= Meyers–Serrin theorem =

In functional analysis the Meyers–Serrin theorem, named after James Serrin and Norman George Meyers, states that smooth functions are dense in the Sobolev space $W^{k,p}(\Omega)$
for arbitrary domains $\Omega \subseteq \R^n$. A domain $\Omega$ is any open, non-empty subset of $\R^n$.

==Historical relevance==

Originally there were two spaces: $W^{k,p}(\Omega)$ defined as the set of all functions which have weak derivatives of order up to k all of which are in $L^p$ and $H^{k,p}(\Omega)$ defined as the closure of the smooth functions with respect to the corresponding Sobolev norm (obtained by summing over the $L^p$ norms of the functions and all derivatives). The theorem establishes the equivalence $W^{k,p}(\Omega)=H^{k,p}(\Omega)$ of both definitions.
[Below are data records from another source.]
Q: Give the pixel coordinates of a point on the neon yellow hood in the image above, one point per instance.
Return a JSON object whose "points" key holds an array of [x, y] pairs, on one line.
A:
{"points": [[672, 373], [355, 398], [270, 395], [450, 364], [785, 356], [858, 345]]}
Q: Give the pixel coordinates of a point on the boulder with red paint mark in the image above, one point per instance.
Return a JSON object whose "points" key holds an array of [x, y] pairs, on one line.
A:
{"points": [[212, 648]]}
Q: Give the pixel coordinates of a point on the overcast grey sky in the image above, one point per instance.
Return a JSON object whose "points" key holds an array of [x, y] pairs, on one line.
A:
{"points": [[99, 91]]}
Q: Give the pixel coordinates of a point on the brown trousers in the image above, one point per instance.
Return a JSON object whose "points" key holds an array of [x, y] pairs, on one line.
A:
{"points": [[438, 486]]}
It is quite surprising that, in contradistinction to many other density theorems, this result does not require any smoothness of the domain $\Omega$. According to the standard reference on Sobolev spaces by Adams and Fournier (p 60): "This result, published in 1964 by Meyers and Serrin ended much confusion about the relationship of these spaces that existed in the literature before that time. It is surprising that this elementary result remained undiscovered for so long."